On 06/10/2012 08:57 PM, Mark Brown wrote:
> On Fri, Jun 08, 2012 at 10:24:06PM -0600, Stephen Warren wrote:
>> On 06/08/2012 09:06 PM, Mark Brown wrote:
> 
>>> If we're going to do this we need to update all the existing DT bindings
>>> for drivers that use single node regulators like this.  Please also
>>> change the name used for the property to regulator-compatible to make it
>>> clear that the idea is the same as normal compatible properties.
> 
>> I'm not sure of the logic behind naming the property
>> "regulator-compatible"; the standard compatible property identifies that
>> the node is of a particular type/class, whereas the regulator-id in the
>> example Laxman quoted would indicate the specific identity/object. Those
>> seem like different things.
> 
> They're both doing the same thing - up until you get the second register
> compatible device a compatible binding is referencing a specific thing
> too.  It's just saying "handle this like an X".

I believe there's a big semantic difference here.
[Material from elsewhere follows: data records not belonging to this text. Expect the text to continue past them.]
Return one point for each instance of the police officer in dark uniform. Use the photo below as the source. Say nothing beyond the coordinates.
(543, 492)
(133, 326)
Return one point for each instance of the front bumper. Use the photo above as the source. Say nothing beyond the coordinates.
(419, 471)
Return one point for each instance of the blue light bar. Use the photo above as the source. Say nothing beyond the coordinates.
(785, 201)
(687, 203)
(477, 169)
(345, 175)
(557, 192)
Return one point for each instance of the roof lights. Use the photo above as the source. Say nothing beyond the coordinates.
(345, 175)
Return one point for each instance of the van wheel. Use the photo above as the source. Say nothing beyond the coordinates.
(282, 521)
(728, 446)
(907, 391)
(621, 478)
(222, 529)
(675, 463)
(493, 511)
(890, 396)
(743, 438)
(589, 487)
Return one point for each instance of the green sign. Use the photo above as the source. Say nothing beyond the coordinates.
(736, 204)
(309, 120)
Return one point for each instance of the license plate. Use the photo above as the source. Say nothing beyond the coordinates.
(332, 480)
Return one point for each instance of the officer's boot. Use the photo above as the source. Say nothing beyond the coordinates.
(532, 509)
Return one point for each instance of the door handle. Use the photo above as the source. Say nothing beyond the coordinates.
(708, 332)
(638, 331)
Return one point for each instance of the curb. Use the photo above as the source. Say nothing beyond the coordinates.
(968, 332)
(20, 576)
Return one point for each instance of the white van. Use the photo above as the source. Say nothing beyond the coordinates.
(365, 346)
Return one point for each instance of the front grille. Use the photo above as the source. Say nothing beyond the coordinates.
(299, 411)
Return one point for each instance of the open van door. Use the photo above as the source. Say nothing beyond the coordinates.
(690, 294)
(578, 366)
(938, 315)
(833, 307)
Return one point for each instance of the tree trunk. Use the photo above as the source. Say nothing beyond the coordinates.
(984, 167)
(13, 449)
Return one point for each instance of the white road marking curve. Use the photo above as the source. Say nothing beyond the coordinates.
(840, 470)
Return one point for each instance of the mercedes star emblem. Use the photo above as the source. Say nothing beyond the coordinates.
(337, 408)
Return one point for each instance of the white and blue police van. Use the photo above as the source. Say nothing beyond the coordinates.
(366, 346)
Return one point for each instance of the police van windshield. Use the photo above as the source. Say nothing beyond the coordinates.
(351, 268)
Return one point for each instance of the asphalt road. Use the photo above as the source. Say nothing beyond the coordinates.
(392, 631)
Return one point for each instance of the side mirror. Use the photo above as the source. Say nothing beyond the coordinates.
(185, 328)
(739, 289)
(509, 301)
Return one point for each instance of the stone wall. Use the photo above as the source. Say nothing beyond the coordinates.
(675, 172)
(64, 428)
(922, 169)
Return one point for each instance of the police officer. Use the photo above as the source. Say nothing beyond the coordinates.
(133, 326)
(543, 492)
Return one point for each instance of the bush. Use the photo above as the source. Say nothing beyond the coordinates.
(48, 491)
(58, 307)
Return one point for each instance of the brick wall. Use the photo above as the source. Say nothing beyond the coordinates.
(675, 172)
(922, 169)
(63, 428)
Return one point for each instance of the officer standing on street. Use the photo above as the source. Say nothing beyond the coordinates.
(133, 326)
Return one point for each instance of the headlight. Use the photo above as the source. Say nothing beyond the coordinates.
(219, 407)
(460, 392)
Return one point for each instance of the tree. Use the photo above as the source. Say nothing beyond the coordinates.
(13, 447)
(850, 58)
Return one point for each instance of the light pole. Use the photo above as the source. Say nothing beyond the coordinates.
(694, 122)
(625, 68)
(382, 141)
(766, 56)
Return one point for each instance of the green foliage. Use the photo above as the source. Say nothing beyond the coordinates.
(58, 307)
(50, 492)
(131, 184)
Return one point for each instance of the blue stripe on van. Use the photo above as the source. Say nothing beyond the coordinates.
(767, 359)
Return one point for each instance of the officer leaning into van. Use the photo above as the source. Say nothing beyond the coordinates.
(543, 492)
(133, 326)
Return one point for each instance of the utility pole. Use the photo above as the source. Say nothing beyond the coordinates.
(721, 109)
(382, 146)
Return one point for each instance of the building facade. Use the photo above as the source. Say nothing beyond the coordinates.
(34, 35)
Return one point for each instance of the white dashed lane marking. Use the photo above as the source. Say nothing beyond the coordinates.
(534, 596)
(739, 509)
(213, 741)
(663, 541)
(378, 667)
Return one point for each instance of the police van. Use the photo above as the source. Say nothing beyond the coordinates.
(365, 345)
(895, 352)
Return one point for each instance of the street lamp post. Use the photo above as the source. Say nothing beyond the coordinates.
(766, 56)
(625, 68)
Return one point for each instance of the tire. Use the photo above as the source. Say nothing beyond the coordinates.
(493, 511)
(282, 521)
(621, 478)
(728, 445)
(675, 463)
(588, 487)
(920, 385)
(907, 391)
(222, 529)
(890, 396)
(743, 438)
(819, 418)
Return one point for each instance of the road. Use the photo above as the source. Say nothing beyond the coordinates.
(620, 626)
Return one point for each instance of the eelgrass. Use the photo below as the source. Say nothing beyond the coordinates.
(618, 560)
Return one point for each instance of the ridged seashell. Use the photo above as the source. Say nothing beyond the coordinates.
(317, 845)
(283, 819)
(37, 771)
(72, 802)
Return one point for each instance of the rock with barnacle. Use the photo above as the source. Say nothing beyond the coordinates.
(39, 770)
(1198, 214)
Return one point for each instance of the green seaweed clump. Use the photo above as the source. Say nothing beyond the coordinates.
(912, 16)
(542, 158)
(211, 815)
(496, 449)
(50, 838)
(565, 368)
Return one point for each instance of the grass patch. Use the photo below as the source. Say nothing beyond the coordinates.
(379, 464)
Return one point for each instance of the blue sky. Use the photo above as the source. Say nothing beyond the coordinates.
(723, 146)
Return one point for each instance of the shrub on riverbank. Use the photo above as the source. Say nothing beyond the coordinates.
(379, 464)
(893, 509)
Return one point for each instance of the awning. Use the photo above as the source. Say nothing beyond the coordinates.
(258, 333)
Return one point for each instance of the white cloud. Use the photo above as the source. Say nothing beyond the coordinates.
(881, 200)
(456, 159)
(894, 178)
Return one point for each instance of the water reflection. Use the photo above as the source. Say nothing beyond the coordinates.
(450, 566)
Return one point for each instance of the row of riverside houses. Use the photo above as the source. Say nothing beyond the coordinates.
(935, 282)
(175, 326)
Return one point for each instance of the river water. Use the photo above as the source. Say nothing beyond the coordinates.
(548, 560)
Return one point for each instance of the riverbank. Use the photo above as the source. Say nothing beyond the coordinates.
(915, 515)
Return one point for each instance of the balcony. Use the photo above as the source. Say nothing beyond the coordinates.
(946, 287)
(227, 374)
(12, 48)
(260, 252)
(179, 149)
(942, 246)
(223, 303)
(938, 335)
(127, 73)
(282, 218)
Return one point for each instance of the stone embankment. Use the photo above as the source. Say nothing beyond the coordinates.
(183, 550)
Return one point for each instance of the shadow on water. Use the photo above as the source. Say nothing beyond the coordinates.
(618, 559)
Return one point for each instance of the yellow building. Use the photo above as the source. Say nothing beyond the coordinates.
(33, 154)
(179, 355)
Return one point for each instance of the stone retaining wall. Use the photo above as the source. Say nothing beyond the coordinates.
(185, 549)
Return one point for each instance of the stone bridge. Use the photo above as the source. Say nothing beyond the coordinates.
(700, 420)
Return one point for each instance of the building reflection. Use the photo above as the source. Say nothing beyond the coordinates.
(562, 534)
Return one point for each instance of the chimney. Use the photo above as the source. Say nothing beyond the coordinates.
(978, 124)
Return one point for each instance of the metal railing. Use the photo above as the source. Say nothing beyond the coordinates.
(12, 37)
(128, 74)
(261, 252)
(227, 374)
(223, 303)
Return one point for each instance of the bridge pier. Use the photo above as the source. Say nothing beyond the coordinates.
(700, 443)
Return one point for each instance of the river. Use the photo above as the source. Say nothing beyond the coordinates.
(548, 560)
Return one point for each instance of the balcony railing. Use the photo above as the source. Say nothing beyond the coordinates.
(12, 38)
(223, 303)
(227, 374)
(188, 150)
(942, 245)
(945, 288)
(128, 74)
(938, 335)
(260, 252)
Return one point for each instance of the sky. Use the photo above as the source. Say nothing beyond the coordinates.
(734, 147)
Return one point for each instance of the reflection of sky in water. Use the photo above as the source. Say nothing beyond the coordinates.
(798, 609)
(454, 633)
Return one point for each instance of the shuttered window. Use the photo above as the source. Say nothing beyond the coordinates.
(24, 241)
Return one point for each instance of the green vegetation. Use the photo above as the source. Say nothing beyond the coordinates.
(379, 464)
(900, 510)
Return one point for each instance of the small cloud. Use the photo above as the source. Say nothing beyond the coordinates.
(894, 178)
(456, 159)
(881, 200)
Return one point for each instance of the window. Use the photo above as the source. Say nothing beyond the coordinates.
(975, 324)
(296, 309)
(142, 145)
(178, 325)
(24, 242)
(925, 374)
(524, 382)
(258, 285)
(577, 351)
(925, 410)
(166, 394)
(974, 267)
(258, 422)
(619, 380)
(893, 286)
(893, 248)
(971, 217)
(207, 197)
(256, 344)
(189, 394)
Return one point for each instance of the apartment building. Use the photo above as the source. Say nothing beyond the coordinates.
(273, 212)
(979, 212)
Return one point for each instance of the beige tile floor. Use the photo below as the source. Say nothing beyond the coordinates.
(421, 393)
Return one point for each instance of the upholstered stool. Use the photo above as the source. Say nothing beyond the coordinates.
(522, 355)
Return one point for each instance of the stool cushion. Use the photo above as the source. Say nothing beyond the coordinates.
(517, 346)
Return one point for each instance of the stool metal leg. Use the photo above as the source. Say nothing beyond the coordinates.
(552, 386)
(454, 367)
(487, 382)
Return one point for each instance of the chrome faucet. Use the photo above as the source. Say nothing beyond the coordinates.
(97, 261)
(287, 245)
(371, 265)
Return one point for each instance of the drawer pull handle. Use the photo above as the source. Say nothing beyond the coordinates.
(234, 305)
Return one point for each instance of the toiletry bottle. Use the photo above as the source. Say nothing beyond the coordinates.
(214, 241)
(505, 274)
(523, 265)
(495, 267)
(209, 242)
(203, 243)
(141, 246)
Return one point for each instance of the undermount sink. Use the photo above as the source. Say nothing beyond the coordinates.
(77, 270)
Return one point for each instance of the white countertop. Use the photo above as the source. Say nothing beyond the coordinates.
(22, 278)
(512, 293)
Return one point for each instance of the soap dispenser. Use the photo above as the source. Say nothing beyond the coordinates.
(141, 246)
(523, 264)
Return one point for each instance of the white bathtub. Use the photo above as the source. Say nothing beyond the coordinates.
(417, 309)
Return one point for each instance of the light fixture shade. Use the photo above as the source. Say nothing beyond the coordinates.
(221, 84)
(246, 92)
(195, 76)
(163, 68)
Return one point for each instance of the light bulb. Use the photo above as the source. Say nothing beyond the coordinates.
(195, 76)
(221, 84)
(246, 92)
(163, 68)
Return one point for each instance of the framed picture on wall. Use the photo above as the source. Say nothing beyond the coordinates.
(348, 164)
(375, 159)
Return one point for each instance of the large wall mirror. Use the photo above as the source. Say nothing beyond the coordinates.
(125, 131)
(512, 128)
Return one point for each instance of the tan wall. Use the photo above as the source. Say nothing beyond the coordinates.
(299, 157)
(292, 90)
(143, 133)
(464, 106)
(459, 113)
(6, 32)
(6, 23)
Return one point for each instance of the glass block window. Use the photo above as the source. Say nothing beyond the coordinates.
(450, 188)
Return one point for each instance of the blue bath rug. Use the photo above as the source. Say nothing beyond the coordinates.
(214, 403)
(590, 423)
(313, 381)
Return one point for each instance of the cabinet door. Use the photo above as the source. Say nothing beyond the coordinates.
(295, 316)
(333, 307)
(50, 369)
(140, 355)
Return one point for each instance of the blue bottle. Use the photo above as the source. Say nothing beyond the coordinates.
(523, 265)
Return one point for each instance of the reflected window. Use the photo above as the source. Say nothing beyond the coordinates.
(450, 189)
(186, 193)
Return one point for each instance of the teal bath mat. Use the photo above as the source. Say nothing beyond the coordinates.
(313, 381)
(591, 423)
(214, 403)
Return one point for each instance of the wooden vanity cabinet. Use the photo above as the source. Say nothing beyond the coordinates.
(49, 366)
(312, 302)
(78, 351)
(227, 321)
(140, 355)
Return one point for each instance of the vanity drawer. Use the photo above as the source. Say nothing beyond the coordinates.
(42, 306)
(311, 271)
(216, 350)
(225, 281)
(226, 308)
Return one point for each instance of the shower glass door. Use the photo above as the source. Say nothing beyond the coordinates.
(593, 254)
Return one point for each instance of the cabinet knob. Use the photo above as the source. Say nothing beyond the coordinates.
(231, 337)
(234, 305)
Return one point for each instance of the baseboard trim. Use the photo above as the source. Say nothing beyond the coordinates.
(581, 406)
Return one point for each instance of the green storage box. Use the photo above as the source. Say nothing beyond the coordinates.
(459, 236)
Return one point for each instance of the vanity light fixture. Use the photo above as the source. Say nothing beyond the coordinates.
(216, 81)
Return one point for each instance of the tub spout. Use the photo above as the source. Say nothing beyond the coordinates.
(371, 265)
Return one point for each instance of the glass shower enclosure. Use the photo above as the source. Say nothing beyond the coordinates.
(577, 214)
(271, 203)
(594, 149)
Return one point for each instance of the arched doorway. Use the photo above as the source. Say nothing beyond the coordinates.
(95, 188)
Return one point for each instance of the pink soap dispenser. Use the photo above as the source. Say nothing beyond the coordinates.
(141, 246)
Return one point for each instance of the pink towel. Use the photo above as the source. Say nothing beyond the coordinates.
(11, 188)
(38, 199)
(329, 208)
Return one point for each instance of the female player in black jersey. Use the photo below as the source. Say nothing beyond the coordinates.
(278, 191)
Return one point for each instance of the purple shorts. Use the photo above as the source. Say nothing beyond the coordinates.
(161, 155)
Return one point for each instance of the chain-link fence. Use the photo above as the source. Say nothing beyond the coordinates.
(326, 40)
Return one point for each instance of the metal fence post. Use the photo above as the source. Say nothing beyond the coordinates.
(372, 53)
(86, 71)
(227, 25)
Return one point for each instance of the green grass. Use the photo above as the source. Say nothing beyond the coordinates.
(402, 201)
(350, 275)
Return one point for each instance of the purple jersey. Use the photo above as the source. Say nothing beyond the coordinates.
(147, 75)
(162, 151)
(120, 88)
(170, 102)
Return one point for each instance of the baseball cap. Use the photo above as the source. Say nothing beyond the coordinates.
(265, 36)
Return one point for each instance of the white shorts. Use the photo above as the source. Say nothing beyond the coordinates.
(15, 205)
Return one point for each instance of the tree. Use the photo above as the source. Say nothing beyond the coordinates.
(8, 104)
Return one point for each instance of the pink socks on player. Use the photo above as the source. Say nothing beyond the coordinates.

For every node with compatible="foo", you find a driver for "foo" and
instantiate it. This will work for any number of nodes with that
compatible value. The nodes are completely independent and there are no
particular requirements re: what the parent of those nodes are, beyond
being a bus of an appropriate type such as any old I2C bus.

However, with the regulator identifiers, it's almost exactly the opposite:

* There's no generic "search all busses in the system for this regulator
type", but rather once a particular type of regulator chip gets
instantiated, that chip's HW design defines which specific regulators it
contains, and nodes for those regulators may exist as children of the
regulator chip itself, and nowhere else. The individual driver is then
going to look for child nodes with specific
regulator-id/regulator-compatible values, not some arbitrary centralized
table of possible values.

* Each regulator-id/regulator-compatible value identifies a specific
individual regulator within the chip that contains it. There is only one
of each named regulator, since that's what exists in HW. So, this is
about configuring HW that we know exists (because it's part of the HW
represented by the parent node for the chip) rather than defining which
HW is present on unprobeable busses, as the device-level compatible does.

Given those differences, I really think that using "compatible" in the
name of the property is just going to cause confusion.